The Pequod owner Peleg describes Captain Ahab as an, "grand, ungodly, god-like man who nevertheless has his humanities''. Elijah, another waterfront character prophesies a similar end to the Pequod, as to the Essex in 1820. For what Ahab is about to do is not serve existence like Jonah, but as a character out to avenge against a huge, albino, white whale, that has proven notoriously hard to catch. At his first appearance on the Deck, Ahab announces that he is out for revenge against the white whale which had previously outsmarted him and taken his leg below the knee in a previous encounter. As a constant reminder Ahab uses a prosthesis for his knee bone shaped out of the Whale Jaw. To buy out the allegiance of his sea mates, Ahab announces one Gold coin or a doubloon as a reward for the person who first spots the white whale.

The crew is socially, intellectually and morally split and the author uses this divide to narrate the social differences, the class differences and the very outlook on life. 

Ishmael

While Stubs, the first mate, is dead against Ahab's vengeance, Ishmael feels that, "Quench of vengeance" as his own. Till one night, Stubs visits Ahab in his quarters under the deck and suggests that the Captain should sleep, pointing towards the bed sheets lying in his quarters. And Ahab responds, "I don't sleep. I die". Ponting to the bed sheets, he says, "they are there to wrap him up when he is gone". Stubs is amazed, how can a man hold vengeance against the largest mammal on Earth, who in its own right is only doing what is right for him-to hunt for food and devour the enemies.
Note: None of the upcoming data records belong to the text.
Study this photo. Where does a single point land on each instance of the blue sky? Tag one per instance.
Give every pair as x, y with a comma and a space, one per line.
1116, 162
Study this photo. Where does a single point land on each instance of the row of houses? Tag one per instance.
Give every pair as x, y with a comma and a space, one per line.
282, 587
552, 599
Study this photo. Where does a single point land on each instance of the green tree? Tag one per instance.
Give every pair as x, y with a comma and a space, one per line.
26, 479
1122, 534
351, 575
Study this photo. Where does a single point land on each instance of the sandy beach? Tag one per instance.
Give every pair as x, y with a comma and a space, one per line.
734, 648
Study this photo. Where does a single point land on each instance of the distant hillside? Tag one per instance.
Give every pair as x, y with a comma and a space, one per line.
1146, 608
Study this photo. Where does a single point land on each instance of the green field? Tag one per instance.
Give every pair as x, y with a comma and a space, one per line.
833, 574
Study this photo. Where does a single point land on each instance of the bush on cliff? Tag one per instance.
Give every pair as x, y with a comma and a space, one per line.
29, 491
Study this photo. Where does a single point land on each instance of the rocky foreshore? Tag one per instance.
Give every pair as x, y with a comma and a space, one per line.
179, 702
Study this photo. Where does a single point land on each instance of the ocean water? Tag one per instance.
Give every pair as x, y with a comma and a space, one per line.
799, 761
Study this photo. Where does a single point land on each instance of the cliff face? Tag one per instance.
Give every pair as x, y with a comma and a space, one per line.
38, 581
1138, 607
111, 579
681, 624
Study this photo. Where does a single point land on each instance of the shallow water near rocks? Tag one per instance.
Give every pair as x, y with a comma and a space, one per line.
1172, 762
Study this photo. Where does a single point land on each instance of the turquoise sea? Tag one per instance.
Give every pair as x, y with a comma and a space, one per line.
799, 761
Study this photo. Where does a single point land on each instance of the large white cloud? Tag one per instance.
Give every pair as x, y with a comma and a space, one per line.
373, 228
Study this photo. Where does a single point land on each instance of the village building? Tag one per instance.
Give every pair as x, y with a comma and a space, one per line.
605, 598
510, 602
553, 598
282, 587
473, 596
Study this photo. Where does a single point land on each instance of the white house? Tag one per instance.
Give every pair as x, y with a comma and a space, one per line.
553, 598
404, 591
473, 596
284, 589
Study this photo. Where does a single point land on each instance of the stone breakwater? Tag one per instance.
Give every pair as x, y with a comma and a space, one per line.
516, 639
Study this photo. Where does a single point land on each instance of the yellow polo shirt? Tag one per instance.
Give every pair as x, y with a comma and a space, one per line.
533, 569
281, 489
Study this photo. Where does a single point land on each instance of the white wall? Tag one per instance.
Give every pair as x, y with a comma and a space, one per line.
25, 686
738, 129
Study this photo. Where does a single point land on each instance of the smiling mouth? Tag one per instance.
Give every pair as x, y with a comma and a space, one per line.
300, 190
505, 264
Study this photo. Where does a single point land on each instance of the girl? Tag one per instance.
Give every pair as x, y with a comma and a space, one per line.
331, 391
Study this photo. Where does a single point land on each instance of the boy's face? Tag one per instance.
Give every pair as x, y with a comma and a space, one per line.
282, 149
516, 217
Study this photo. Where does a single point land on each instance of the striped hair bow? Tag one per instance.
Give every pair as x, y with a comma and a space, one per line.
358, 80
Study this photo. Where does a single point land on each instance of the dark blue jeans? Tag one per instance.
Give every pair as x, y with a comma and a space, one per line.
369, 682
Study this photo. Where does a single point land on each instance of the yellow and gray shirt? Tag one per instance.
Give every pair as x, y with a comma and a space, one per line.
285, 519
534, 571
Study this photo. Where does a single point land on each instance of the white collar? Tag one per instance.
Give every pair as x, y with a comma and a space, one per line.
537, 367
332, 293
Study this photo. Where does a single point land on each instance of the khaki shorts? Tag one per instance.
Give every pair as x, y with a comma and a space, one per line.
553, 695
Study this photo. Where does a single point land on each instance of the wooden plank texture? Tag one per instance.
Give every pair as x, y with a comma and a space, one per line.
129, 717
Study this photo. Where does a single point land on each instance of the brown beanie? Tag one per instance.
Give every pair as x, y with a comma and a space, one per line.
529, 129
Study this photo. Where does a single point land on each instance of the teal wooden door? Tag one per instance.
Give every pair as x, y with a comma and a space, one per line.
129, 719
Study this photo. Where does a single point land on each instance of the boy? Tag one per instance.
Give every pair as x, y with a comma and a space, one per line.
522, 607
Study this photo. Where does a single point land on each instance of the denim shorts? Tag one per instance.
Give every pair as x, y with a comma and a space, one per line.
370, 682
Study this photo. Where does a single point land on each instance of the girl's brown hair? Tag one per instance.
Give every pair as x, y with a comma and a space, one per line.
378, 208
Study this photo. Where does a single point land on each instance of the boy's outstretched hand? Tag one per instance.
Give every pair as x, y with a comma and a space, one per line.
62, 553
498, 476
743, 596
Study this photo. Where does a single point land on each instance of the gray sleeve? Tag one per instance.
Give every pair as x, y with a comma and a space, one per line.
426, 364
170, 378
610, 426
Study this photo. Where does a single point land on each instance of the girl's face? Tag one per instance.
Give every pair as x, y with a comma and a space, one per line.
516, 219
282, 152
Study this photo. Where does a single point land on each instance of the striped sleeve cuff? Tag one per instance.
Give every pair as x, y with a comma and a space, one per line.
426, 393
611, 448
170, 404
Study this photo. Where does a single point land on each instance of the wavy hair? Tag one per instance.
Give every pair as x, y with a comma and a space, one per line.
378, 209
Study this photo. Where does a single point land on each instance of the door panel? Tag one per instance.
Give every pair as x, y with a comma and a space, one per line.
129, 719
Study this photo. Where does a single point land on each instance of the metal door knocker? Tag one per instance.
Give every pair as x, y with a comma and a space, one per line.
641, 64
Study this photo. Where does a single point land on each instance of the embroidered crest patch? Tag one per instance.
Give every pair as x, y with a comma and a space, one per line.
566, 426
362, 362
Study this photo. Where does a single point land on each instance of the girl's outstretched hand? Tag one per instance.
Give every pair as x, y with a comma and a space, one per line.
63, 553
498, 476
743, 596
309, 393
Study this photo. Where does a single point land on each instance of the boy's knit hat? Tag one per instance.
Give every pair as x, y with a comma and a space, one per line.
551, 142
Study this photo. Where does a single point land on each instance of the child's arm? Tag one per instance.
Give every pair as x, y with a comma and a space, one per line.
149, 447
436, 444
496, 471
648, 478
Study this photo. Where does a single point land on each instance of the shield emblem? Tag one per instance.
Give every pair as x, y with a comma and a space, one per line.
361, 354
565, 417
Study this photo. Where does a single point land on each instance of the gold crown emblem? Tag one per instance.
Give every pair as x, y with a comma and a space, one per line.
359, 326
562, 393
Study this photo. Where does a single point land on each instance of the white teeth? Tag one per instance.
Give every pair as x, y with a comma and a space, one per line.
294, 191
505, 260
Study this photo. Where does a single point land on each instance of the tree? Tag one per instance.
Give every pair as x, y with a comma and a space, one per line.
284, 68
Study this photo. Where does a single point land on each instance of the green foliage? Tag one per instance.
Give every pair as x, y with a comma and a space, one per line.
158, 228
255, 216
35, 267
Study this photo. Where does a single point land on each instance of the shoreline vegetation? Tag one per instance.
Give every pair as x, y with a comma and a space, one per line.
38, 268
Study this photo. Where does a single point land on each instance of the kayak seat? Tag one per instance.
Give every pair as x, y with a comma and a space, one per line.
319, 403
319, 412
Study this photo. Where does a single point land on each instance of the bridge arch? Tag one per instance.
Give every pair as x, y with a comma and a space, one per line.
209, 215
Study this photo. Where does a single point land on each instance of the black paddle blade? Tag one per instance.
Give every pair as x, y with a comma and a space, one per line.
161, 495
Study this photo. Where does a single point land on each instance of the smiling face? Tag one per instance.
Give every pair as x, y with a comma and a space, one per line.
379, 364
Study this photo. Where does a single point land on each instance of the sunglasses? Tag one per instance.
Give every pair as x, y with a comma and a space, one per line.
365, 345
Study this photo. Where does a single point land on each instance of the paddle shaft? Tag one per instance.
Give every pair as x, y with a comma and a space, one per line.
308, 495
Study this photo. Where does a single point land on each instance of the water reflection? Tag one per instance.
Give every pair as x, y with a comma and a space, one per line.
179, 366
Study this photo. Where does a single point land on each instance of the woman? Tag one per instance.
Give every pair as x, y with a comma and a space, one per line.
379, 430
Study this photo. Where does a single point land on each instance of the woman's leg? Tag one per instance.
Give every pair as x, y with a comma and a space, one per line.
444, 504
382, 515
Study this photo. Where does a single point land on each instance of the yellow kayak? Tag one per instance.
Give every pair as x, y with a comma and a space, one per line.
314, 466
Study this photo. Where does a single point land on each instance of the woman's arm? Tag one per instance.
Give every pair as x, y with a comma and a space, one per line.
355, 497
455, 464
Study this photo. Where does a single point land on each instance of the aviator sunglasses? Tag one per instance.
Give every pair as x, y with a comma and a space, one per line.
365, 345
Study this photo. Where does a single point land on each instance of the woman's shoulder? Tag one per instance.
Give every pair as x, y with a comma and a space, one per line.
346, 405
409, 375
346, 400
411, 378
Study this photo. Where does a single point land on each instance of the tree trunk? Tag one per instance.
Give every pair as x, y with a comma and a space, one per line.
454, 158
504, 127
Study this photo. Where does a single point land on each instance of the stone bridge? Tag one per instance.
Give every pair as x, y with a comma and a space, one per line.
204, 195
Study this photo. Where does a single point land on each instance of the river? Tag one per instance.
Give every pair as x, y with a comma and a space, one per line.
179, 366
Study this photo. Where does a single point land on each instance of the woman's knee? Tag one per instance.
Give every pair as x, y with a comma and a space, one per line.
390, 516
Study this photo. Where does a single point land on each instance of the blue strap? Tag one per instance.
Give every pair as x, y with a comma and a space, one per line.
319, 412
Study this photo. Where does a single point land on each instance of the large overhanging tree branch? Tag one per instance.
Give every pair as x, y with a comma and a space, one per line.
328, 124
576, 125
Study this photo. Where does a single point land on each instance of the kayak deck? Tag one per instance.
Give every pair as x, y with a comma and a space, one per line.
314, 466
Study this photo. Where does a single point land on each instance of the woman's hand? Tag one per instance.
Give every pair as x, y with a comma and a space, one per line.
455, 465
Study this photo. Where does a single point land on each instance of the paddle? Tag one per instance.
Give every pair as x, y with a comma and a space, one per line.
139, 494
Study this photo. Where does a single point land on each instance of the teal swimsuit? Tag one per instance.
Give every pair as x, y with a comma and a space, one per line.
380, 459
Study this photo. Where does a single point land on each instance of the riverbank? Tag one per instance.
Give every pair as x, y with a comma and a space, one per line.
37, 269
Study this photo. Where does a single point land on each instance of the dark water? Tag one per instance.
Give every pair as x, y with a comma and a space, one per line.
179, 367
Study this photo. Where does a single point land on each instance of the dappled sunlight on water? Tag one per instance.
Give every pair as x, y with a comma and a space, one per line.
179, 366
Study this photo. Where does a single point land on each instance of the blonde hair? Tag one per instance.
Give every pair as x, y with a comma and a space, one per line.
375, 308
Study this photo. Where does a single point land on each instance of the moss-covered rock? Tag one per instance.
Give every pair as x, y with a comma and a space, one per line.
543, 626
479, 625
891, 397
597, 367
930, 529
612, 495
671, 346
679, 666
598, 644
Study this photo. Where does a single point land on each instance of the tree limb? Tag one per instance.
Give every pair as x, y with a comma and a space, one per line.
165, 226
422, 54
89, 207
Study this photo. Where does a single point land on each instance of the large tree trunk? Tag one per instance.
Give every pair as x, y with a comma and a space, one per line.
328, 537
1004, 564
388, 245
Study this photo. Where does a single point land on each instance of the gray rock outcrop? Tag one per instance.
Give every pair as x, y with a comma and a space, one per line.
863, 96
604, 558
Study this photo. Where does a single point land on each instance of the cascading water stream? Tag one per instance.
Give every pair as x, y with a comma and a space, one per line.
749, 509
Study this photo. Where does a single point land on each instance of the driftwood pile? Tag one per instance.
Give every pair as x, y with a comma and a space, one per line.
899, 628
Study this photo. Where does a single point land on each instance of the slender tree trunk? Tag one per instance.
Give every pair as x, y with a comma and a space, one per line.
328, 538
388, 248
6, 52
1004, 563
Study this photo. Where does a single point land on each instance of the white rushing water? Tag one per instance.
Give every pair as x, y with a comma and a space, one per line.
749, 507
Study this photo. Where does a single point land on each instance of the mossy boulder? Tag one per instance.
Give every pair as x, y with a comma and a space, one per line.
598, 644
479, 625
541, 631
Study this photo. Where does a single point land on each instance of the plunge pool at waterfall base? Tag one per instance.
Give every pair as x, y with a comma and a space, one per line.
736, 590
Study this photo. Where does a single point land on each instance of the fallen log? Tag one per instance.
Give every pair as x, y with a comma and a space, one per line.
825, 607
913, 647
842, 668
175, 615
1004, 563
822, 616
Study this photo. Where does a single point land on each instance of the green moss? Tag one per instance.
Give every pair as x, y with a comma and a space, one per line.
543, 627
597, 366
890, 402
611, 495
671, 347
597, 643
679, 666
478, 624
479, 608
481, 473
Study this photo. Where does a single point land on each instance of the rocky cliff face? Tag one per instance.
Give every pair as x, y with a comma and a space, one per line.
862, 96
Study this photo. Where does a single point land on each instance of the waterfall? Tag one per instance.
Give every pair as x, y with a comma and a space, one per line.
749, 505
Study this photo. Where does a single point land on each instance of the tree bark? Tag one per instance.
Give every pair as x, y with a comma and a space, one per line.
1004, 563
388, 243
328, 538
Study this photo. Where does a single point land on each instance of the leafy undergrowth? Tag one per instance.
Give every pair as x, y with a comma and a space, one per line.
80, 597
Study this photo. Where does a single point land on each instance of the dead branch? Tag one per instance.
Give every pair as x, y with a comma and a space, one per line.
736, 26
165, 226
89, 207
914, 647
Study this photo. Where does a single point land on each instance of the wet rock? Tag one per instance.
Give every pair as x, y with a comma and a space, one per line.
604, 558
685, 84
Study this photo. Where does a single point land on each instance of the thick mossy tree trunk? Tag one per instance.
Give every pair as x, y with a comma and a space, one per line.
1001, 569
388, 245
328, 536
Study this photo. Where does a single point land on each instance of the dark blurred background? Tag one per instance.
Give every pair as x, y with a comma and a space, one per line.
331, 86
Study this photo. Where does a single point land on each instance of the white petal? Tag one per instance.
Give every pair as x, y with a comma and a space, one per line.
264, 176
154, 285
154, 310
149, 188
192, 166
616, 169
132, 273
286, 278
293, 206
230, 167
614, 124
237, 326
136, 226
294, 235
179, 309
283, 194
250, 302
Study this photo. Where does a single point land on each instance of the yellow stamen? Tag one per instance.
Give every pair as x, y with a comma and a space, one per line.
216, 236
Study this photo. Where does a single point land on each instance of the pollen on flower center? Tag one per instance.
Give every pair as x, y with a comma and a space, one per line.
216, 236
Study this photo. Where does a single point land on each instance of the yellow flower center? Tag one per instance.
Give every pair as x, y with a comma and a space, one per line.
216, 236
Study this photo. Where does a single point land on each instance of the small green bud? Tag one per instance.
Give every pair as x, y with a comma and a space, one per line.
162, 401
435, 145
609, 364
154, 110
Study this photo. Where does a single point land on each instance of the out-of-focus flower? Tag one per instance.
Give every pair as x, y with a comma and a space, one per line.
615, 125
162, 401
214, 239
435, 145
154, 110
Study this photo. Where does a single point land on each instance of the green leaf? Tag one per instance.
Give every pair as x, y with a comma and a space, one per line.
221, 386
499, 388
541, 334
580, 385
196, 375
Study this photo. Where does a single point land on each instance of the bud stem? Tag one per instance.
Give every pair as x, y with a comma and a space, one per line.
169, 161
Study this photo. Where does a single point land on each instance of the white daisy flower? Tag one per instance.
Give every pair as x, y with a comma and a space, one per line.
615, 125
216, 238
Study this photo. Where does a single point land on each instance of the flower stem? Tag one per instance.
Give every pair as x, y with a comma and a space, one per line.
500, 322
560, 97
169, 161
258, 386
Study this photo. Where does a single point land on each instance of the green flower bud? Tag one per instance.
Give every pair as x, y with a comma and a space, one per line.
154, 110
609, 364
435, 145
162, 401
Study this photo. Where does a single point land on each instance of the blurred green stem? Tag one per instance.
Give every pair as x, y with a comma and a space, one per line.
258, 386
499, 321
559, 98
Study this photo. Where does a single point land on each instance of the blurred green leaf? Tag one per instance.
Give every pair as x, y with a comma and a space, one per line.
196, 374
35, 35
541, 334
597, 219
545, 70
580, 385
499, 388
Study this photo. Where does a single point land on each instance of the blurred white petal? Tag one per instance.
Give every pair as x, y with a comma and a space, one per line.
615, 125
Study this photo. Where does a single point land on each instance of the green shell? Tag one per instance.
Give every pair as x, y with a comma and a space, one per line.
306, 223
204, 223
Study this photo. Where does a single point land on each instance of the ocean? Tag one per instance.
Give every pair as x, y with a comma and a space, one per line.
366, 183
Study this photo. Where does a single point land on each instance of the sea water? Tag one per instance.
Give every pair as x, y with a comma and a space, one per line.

But as Ishmael narrates, " the Captain is seeking that one last hurrah, a final last achievement that would define his life. One moment to cherish, one moment that encapsulates the pinnacle of his life". 

A Whale of A Moment

NowI have read and seen the Bridge on The River Kwai. In that Sir David Lean opus, I can recall the British POW who was asked to build a bridge over the Kwai River by the marauding Japanese Imperial Army. When asked by the Japanese Camp commander, the British Colonel replies, "there comes a moment when one needs to look back at his life and reflect if it was all worth it". This Bridge was that pinnacle that defined his life. For Ahab, killing Moby Dick was that Whale of a moment.

Epilogue

In the 1956 movie of the same name that starred my favorite actor, Gregory Peck (Moby Dick, Guns of Navarone, Roman Holiday and Breakfast at Tiffany's), Peck portraying the handicapped Ahab searches the Oceans from Martha's Vineyard down to the Cape Horn, in the wake meeting 9 Gams (meeting of the captains of whaling ships on high seas), searching and searching for that White Whale and ultimately finding it in the Sea of Japan. In the end Moby Dick pulls Ahab into the Sea, the Pequod perishes. In the epilogue, which was not a part of the initial editions of Moby Dick, people questioned the role of the narrator. But in other editions where the Epilogue appears, Ishmael is the only survivor of Pequod who is lifted from the Sea by another whaling boat, to live and narrate this story.

Whenever I read Melville I am reminded of the incomplete business of my life, the fallacies I have lived through and superciliousness that has defined my existence. I wonder how many of us can boast of that Whale of a moment in our lives.